L'arc sud vu de l'extérieur. L'église de Saint-Privait venait d'être reconstruite1 lorsque la région subit les conséquences du siège de Metz en 1552. Le duc de Guise fit détruire tous les bâtiments, et le hameau et son église n'échappèrent pas à ses ordonnances2. On sait toutefois qu'elle ne furent pas strictement observées, ce qui donne à penser que le petit sanctuaire de Saint-Privat ne fut pas entièrement rasé3. Sans doute les démolisseurs se sont-ils surtout occupés du clocher, un élément qui pouvait servir de repère dans le paysage, et de faire en sorte que les bâtiments de l'église, du village et du prieuré ne puissent offrir un retranchement à l'ennemi. L'église fut ensuite rapidement remise en état car les calvinistes y célèbrent leur premier office le 21 septembre 1561 en présence de leurs deux ministres, M. Pierre et M. Taffin. Saint-Privat perdit donc son rang de paroisse catholique et fut annexé à celle de Magny4. Bien que l'église de Saint-Privat fût « un lieu estroict et incapable de recevoir la dixesme partie de ceux qui désirent jouyr de la pure prédication de la parole de Dieu5 », les protestants durent s'en contenter. Ils l'échangèrent au mois de décembre de cette même année contre une nouvelle église élevée près de la porte Ste Barbe, mais ils y revinrent en 1597.

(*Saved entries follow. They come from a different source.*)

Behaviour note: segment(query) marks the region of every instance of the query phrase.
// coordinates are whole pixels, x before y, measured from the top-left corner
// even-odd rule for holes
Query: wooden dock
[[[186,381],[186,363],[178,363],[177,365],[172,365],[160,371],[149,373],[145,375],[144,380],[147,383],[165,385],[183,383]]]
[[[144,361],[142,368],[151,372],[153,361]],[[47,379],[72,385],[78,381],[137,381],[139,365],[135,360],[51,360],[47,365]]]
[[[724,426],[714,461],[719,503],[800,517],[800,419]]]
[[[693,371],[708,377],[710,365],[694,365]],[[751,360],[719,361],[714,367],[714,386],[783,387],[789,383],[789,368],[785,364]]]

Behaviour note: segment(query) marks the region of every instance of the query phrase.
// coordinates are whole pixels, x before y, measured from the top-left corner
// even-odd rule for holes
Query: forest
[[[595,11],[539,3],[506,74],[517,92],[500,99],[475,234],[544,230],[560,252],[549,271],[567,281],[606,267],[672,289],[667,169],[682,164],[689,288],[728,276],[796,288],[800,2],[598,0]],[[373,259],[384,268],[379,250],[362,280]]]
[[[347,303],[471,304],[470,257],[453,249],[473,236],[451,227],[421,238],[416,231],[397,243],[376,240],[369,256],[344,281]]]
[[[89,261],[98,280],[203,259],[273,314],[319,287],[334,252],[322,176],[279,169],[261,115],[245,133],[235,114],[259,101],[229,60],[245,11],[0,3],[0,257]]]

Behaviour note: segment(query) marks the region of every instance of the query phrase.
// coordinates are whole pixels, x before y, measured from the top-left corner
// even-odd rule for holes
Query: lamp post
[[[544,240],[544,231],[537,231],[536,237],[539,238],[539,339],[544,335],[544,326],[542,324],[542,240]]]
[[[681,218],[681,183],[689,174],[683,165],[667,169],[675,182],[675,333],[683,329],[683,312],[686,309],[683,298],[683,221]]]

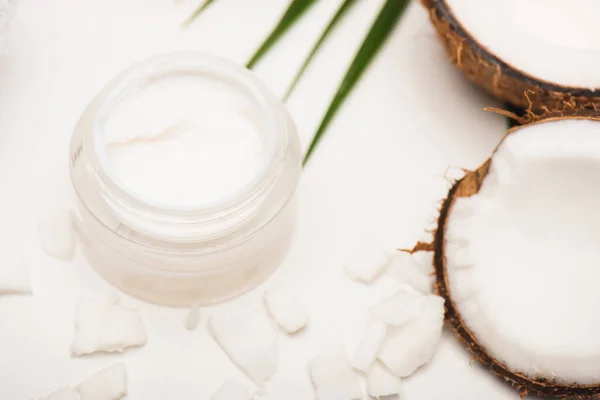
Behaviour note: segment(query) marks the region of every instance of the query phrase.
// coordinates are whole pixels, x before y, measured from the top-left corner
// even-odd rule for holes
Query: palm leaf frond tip
[[[200,14],[202,14],[202,12],[204,10],[206,10],[215,0],[205,0],[204,3],[202,3],[197,9],[196,11],[194,11],[194,13],[192,15],[190,15],[188,17],[188,19],[185,20],[185,22],[183,23],[184,27],[189,26],[192,22],[194,22],[196,20],[196,18],[198,18],[198,16]]]
[[[308,162],[310,156],[315,151],[315,148],[322,139],[327,127],[340,110],[340,107],[348,94],[366,71],[375,55],[379,52],[381,47],[383,47],[383,44],[393,31],[396,23],[400,20],[400,17],[404,13],[409,2],[409,0],[386,0],[383,4],[375,22],[371,25],[369,32],[358,49],[354,60],[352,60],[352,64],[350,64],[350,67],[346,71],[346,75],[342,79],[329,108],[325,112],[325,115],[308,146],[308,150],[304,156],[304,164]]]
[[[246,67],[252,69],[258,61],[269,51],[275,43],[294,25],[296,21],[315,3],[317,0],[292,0],[287,10],[277,23],[277,26],[271,31],[269,36],[260,45],[258,50],[252,55]]]
[[[356,4],[356,2],[357,2],[357,0],[344,0],[344,2],[340,5],[340,7],[336,11],[335,15],[331,19],[331,21],[329,21],[329,24],[327,24],[327,27],[321,33],[321,36],[319,37],[319,39],[317,40],[317,42],[315,43],[315,45],[311,49],[310,53],[308,53],[308,56],[306,56],[306,59],[302,63],[302,66],[300,67],[300,69],[298,70],[298,72],[296,73],[296,76],[292,80],[292,83],[290,84],[290,86],[286,90],[285,94],[283,95],[283,100],[284,101],[287,100],[288,97],[290,97],[290,94],[292,94],[292,92],[294,91],[294,88],[296,87],[296,85],[300,81],[300,78],[304,74],[304,71],[306,70],[306,68],[308,67],[308,65],[310,64],[310,62],[312,61],[312,59],[315,56],[315,54],[317,54],[317,52],[321,48],[321,45],[325,42],[325,39],[327,39],[327,37],[329,36],[329,34],[331,33],[331,31],[333,31],[333,29],[337,25],[337,23],[344,17],[344,15],[346,15],[346,13],[348,12],[348,10],[350,10],[350,8],[354,4]]]

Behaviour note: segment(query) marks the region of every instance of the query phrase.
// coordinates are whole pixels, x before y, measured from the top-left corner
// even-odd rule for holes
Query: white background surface
[[[257,74],[283,93],[338,0],[320,1],[277,46]],[[380,0],[362,0],[289,101],[306,146]],[[249,382],[210,339],[206,317],[259,304],[261,288],[202,310],[202,326],[183,327],[187,313],[123,296],[139,308],[145,347],[124,355],[71,359],[78,297],[112,289],[81,254],[64,263],[39,248],[39,210],[66,202],[68,141],[87,102],[114,74],[157,53],[194,49],[244,62],[285,9],[284,0],[220,0],[191,28],[181,22],[196,0],[22,0],[12,31],[14,52],[0,73],[0,238],[21,246],[31,264],[32,297],[0,298],[0,399],[38,398],[125,361],[132,400],[208,399],[226,378]],[[285,264],[265,285],[286,285],[310,316],[301,335],[282,337],[270,399],[313,398],[307,360],[331,343],[352,352],[364,310],[386,281],[365,287],[342,265],[365,235],[409,247],[431,221],[449,165],[474,168],[501,138],[494,105],[452,69],[412,4],[390,41],[331,125],[308,164],[296,239]],[[1,262],[1,259],[0,259]],[[446,332],[434,360],[405,380],[406,400],[505,400],[517,394],[476,365]]]

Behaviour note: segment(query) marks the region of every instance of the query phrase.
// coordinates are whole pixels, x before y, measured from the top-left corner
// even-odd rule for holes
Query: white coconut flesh
[[[289,290],[269,289],[265,292],[264,302],[269,315],[286,333],[301,331],[308,324],[306,311]]]
[[[275,374],[279,336],[261,309],[215,316],[208,326],[219,346],[254,383],[262,385]]]
[[[38,234],[46,254],[62,260],[75,255],[77,241],[73,214],[68,209],[51,209],[39,216]]]
[[[317,400],[359,400],[362,390],[344,349],[335,346],[313,357],[308,370]]]
[[[146,329],[139,311],[122,307],[109,299],[105,304],[81,298],[75,312],[75,335],[71,353],[122,352],[146,343]],[[116,298],[118,302],[118,297]]]
[[[509,135],[479,192],[449,210],[445,240],[450,297],[496,360],[534,379],[600,382],[600,122]]]
[[[81,400],[120,400],[127,395],[127,370],[119,363],[100,370],[76,387]]]
[[[600,88],[597,0],[444,0],[489,53],[549,83]]]
[[[367,375],[367,391],[376,398],[397,395],[402,391],[402,380],[383,364],[375,363]]]

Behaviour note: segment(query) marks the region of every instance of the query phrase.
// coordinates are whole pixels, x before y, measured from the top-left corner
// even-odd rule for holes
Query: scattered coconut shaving
[[[31,283],[24,257],[11,249],[0,250],[0,296],[9,294],[30,294]]]
[[[352,367],[364,373],[369,372],[377,359],[379,349],[387,335],[387,325],[383,322],[372,320],[367,323],[365,333],[352,358]]]
[[[122,352],[146,343],[146,329],[137,310],[82,298],[77,304],[71,353]]]
[[[367,392],[376,398],[399,395],[402,380],[394,376],[383,364],[377,362],[367,374]]]
[[[81,396],[77,390],[63,387],[40,400],[81,400]]]
[[[346,264],[346,275],[355,281],[372,283],[385,269],[389,258],[389,252],[382,246],[372,240],[365,240]]]
[[[362,390],[344,349],[334,347],[314,357],[308,364],[317,400],[359,400]]]
[[[127,370],[115,364],[105,368],[76,387],[81,400],[119,400],[127,395]]]
[[[369,314],[386,325],[399,327],[417,318],[423,298],[420,294],[402,289],[371,307]]]
[[[193,331],[200,323],[200,304],[195,303],[185,317],[185,329]]]
[[[264,296],[269,315],[287,333],[296,333],[308,323],[308,315],[298,300],[287,290],[269,289]]]
[[[396,252],[390,260],[388,275],[400,283],[405,283],[421,293],[431,293],[435,277],[430,275],[428,268],[421,265],[413,254],[405,251]]]
[[[228,380],[210,398],[211,400],[250,400],[250,391],[241,383]]]
[[[73,258],[77,241],[71,211],[49,210],[41,215],[38,234],[46,254],[61,260]]]
[[[262,309],[211,317],[208,326],[229,358],[257,385],[277,369],[278,332]]]
[[[381,345],[381,360],[394,375],[407,377],[433,357],[444,325],[444,299],[424,296],[419,316],[389,329]]]

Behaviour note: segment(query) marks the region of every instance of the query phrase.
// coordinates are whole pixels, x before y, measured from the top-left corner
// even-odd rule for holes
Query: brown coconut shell
[[[502,102],[518,108],[564,110],[586,105],[600,109],[600,91],[546,82],[496,57],[460,24],[445,0],[421,0],[452,64]]]
[[[546,123],[561,119],[587,119],[600,122],[600,114],[581,110],[567,116],[554,113],[549,116],[537,117],[531,124]],[[522,127],[512,128],[507,132],[506,136],[520,128]],[[487,367],[492,373],[498,375],[516,388],[521,396],[530,394],[564,399],[600,399],[600,382],[598,382],[597,385],[578,385],[576,382],[566,385],[544,379],[533,379],[524,374],[511,371],[506,365],[495,359],[469,330],[452,299],[452,289],[446,273],[445,257],[445,232],[448,215],[457,198],[470,197],[479,192],[479,189],[488,174],[492,160],[493,156],[477,170],[467,172],[464,178],[455,182],[450,189],[448,196],[442,203],[438,218],[438,227],[435,232],[433,243],[419,243],[415,246],[413,252],[433,249],[436,289],[438,294],[445,300],[446,322],[452,327],[456,336],[464,344],[467,350],[471,352],[475,359]]]

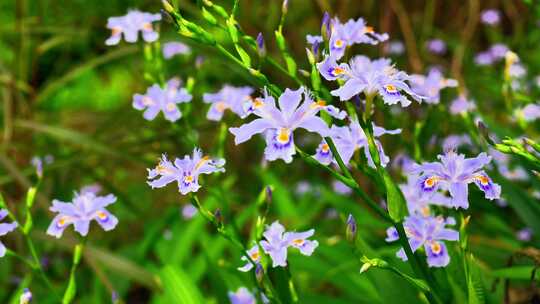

L'arc sud vu de l'extérieur.

En 1563, on retrouve mention de la métairie de Saint-Privat, propriété de l'abbaye de Saint-Clément. Cette année-là, en effet, les religieux la louent à un certain Henry Chardot, à charge pour lui d'en relever les bâtiments6. La ferme ne devait pas être de bon rapport. Elle est dans un triste état en 1620. Les relations entre l'abbaye et ses tenanciers seront d'ailleurs toujours tendues. Elle dut plusieurs fois aller jusqu'au procès pour toucher son loyer et, en 1643, les religieux obtinrent de la justice que le fermier leur restitue la maison7.

L'arc sud vu de l'extérieur.

En 1641 est fondé à Montigny le couvent de religieuses Saint-Antoine-de-Padoue. Il prend rapidement une telle importance qu'il devient nécessaire de définir l'église où sera célébré l'office dominical. C'est à dire, en, réalité, de désigner l'église qui tiendrait le rang de paroisse. En 1650, Mgr de Brédacier, suffragant de l'évêque de Metz, donne la primauté à l'église des religieuses, tout en sauvegardant le caractère paroissial de celle de Saint-Privat, où la messe doit être dite le jour du saint éponyme et le Jeudi Saint8. La requête, en 1660, des habitants de Saint-Privat pour recouvrer la messe du dimanche, n'a pas de suite car l'abbesse du couvent, dame Scholastique de Brouilly, se montre fort vindicative dans une lettre qu'elle adresse à Monsieur l'abbé de Coursan, vicaire général de l'évêché de Metz. Tout en y rappelant les termes de l'ordonnance précédente, elle avance un nouvel argument : Montigny compterait plus de 60 habitants, alors qu'il n'y en aurait que quatre ou cinq à Saint-Privat9. Elle obtient gain de cause, ce que confirme l'évêque de Metz le 7 juillet 1671 lors d'une visite dans les deux paroisses. Le différend s'envenime encore avec les récriminations des religieux de l'abbaye Saint-Clément envers le curé de Magny, qui est aussi le desservant de Saint-Privat. Ils entendent en effet exercer leur droit à y célébrer lors de certaines fêtes.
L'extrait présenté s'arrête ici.